Wyckoff's Smart Market Phases
Having come to the conclusion that VSA is the approach I want to apply to chart reading, it's time to drill down to the absolute basics to get a firm foundation to build upon. So we will quickly backpedal from Tom Williams VSA to Richard Wyckoff's Model to Dow Theory. While Wyckoff's general principles and basic methods need studying to master the fundamental aspects of being a trader, I prefer the modern applications of the model, like Tom Williams "Volume Spread Analysis" (also called "Wyckoff on Steroids") which is where this is all heading.

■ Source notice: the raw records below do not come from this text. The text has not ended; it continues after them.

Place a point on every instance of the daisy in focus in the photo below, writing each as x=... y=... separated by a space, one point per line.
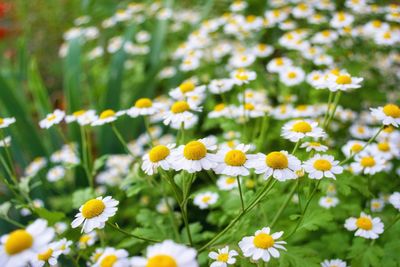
x=194 y=156
x=365 y=226
x=298 y=129
x=263 y=245
x=167 y=253
x=278 y=164
x=95 y=213
x=223 y=257
x=321 y=166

The foudation of market theory and technical analysis originated with Charles H. Dow and has been expanded on ever since he first published his series of Wall Street Journal editorials from 1900 until he died in 1902. The followers of Dow Theory http://www.investopedia.com/universi...ry/default.asp include the likes of Elliott (fractals and waves) and Gann (angles and vibrations) who built grand schemes around it to supposedly predict market movements.
Wyckoff did the same, but instead of looking to mathematical devination, he applied his vast and greatly successful "tape reading" capabilities. He started in the business in 1888 as a 15-year-old stock runner studying the great tape readers and investment giants of the time.This, in a nutshell, is the Wyckoff Method: Dow Theory, tape reading (later to become chart reading), and understanding the mechanizations of the major players.
Dow Theory identifies three phases of major market trends. They are: the accumulation phase, the public participation phase, and the distribution phase.
"The accumulation phase (phase 1) is a period when investors "in the know" are actively buying (selling) stock against the general opinion of the market. During this phase, the stock price does not change much because these investors are in the minority absorbing (releasing) stock that the market at large is supplying (demanding). Eventually, the market catches on to these astute investors and a rapid price change occurs (phase 2). This occurs when trend followers and other technically oriented investors participate. This phase continues until rampant speculation occurs. [Excess in the chart below] At this point, the astute investors begin to distribute their holdings to the market (phase 3)."
Let's begin by assuming the market or security has come to rest on a general area of support. SM evaluates the situation and decides it's ready to reverse the trend. The price is low with little or no volume activity and they have a Target.
Phase 1: Accumulation. SM begins buying from the public at extremely low prices.
Phase 2: Mark-up. The supply from the public is exhausted. SM is long. With no resistance to the upside, price increases.
Phase 3: Distribution. Price reaches the SM Target and it's time to take profits. Now the public wants in.
Phase 4: Mark-down. The smart money begins selling to the public, then establishes short positions. With no support price falls.
Since we, as individual traders, do not have the resources to effect the market, this senario can seem like a battle. Us against them. This is not what Wyckoff intended. The idea is to separate yourself from the herd's concept of supply and demand. Not only that, but separate yourself from the herd's predisposition for greed and fear.
Understanding the concept and applying the methods changes everything. You meld with the SM. It's like you are one of them, but with indirect contact - you can't pick up the phone a call them to find out what's up next, you have to read the charts and they'll explain everything they have in mind through them.